Table 1 Potential non-invasive intra-abdominal pressure (IAP) measurement techniques
Fig. 27
figure 27

Summary of characteristics of the different non-invasive IAP measurement techniques. (DIC: digital image correlation, US: ultrasound)

Currently, wireless motility capsules, digital image correlation, and laser ultrasound cannot be proposed as the best measurement techniques, mainly due to the lack of validation and clinical research. Respiratory inductance plethysmography, the use of a strain gauge and Doppler ultrasound tonometry for IAP estimation are not reliable or accurate enough to be used in clinical practice. As mentioned before, it is better to combine these techniques with more accurate ones. For instance, it might be useful to use these techniques for the primary detection of IAH, in combination with a standard transvesical measurement technique for confirmation, and more accurate follow-up measurements. Tensiometry showed acceptable results, however, since there is no standardized tensiometer for IAP measurement, it seems more pragmatic to focus on the remaining techniques. For IAP measurement up to 7 mmHg, bioimpedance is one of the best methods that can be used. But, as mentioned before, this technique is not able to monitor clinically important IAP changes (pressures > 12 mmHg). Finally, ultrasound assessment in combination with external pressure and microwave reflectometry seem the most promising non-invasive IAP measurement methods that showed a good correlation with IAP as well as a relatively higher accuracy in the range of the pressure values that are expected to occur in patients hospitalized in the ICU. However, by ultrasound assessment, we can only monitor the IAP that is equal to the external pressure exerted on the abdominal wall, since the peritoneal rebound occurs only when the IAP is equal to or above the external pressure. Furthermore, the external pressure exerted on the abdominal wall needs to be standardized in the future. This is another downside of this measurement method that restricts its broad application at the bedside.

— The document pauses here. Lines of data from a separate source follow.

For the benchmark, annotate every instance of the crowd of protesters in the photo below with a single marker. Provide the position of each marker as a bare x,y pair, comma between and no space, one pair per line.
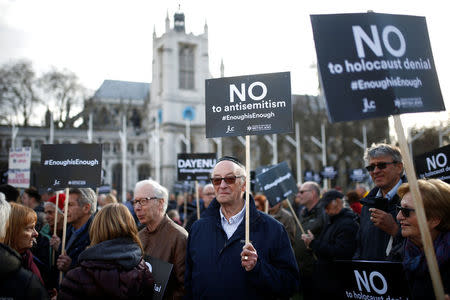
290,255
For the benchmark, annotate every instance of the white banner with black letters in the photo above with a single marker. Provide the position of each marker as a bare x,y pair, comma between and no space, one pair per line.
248,105
375,65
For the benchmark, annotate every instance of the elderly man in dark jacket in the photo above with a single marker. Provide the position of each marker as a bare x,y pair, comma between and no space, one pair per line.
217,264
337,241
379,231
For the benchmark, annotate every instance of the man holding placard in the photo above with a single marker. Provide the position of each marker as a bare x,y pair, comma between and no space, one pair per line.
79,216
379,231
218,264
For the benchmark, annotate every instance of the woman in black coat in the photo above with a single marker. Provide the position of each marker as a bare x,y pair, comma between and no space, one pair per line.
112,267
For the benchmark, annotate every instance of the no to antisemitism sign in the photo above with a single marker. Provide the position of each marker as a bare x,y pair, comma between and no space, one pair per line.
375,65
248,105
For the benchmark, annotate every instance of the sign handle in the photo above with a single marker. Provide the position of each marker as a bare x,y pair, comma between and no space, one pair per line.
197,199
55,224
63,247
420,211
247,189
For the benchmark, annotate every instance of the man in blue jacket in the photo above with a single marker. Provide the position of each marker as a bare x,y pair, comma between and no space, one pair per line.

Also, it should be pointed out that all these reviewed techniques are able to monitor the IAP changes rather than estimating the absolute IAP value. Thus, we need to know the initial IAP value in order to monitor the IAP trend. In our perspective, estimation of the initial IAP can be done based on (for instance) the initial thickness of the different layers of the abdominal wall in combination with a gold standard reference method (e.g. bladder pressure). However, more investigation needs to be done in the future looking for correlations between specific body parameters and IAP in order to predict the baseline IAP value with high accuracy and reliability.